IN QUANTO SEGRETARIA nazionale di Mujeres Libres e redattrice della rivista, Lucía Sánchez Saornil è ovunque, e allo stesso tempo continua una febbrile attività giornalistica, fatta di reportages dal fronte e programmi radio, oltre a diventare capo redattrice di Umbral e ad assumere, nel ’37, la carica di segretaria della Società Internazionale Antifascista, creata dalla CNT per sollecitare all’estero aiuti e solidarietà.

Nel ’39, però, la vittoria di Franco la costringe a intraprendere il durissimo cammino dell’esilio insieme ad América (Mery) Barroso, che tre anni prima era diventata la sua compagna di vita e che lo sarebbe rimasta sino alla fine.

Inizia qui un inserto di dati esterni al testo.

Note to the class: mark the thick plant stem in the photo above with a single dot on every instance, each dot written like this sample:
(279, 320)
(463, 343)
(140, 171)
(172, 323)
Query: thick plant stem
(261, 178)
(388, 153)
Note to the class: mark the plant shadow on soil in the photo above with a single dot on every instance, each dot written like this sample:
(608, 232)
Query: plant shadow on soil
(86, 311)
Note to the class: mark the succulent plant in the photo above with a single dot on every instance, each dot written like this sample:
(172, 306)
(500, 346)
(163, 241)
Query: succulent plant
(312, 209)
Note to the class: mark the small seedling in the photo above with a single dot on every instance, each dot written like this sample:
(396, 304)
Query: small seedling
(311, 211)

In Francia le attende l’ostilità di un governo che disperde i profughi spagnoli in spaventosi campi di concentramento, e, benché Lucía si prodighi per alleviare le loro condizioni, nel 1942 l’assidua sorveglianza della polizia e la minaccia di essere deportata in Germania la convincono a rientrare clandestinamente in Spagna, dove lei e Mery condurranno una vita di privazioni, rischiando costantemente di venire arrestate in quanto anarchiche, repubblicane e lesbiche: il loro orientamento sessuale, un tempo liberamente vissuto, è ormai un reato che può farle rinchiudere in carcere o in manicomio, per essere «rieducate».

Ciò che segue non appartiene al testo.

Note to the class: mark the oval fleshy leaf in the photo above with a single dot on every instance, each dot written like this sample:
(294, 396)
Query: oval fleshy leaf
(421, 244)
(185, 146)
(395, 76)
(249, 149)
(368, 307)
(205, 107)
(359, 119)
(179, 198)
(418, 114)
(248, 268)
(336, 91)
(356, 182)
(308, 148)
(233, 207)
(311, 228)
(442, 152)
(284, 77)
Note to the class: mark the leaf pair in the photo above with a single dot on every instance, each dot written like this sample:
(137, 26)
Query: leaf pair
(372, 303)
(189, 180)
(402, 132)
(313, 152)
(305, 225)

Accolte infine nella casa valenciana della famiglia Barroso, si guadagnano da vivere confezionando retine per i capelli o lavorando per un laboratorio di ritocco fotografico, finché Mery non viene assunta come impiegata al consolato argentino e Lucía si inventa pittrice di ventagli. Isolata e silenziosa, lontana da ogni attività politica, trascorre un trentennio nel più assoluto anonimato, lasciando tracce così lievi da non essere quasi avvertibili, in una Spagna che aveva privato le donne di ogni diritto conquistato durante la Repubblica, riportandole indietro di secoli, sotto il ferreo controllo di uno regime spietato, misogino e androcentrico.

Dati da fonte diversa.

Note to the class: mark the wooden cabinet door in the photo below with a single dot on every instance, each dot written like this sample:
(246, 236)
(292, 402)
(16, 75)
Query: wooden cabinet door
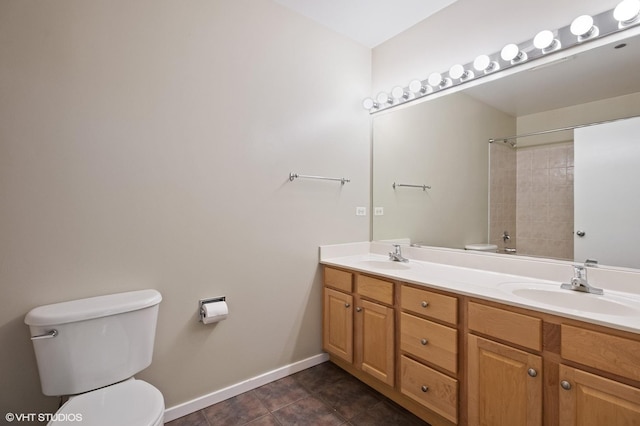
(595, 401)
(375, 337)
(337, 325)
(505, 385)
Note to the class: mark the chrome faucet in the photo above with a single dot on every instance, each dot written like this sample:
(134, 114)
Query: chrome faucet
(396, 254)
(579, 282)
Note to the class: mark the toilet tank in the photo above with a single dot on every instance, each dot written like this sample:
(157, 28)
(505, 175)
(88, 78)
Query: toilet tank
(97, 341)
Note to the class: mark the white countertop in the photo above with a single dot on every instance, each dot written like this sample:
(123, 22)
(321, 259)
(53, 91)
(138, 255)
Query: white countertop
(493, 286)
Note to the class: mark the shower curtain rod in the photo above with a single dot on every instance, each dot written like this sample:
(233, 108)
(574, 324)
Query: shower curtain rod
(544, 132)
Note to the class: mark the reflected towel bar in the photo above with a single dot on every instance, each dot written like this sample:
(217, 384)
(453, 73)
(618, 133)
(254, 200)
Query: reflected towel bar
(424, 187)
(292, 176)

ALLA SUA MORTE, avvenuta nel 1970 per un cancro ai polmoni, Lucia non lascia diari, epistolari o memorie, ma nuove poesie che assomigliano a brace sotto la cenere e rivelano l’impossibilità di non arrendersi del tutto. Sono i suoi versi migliori, differenti sia da quelli del periodo avanguardista che dalle strofe militanti degli anni successivi, e in parte riuniti in un volume postumo curato da Rosa María Martín Casamitjana (Pre-Textos, 1996) in cui si riflettono la sconfitta, la malattia, i dubbi, l’angoscia per l’avvicinarsi della fine, ma non la negazione di tutto ciò in cui ha creduto. L’ultima testimonianza, insomma, su una vita coraggiosa e piena, fatta di scelte e intuizioni sorprendentemente contemporanee, tanto da indurci a pensare, ogni volta che il nome di Lucía Sánchez Saornil viene pronunciato: qual è il femminismo di cui abbiamo bisogno, per cambiare la vita e la condizione di tutte e di ciascuna?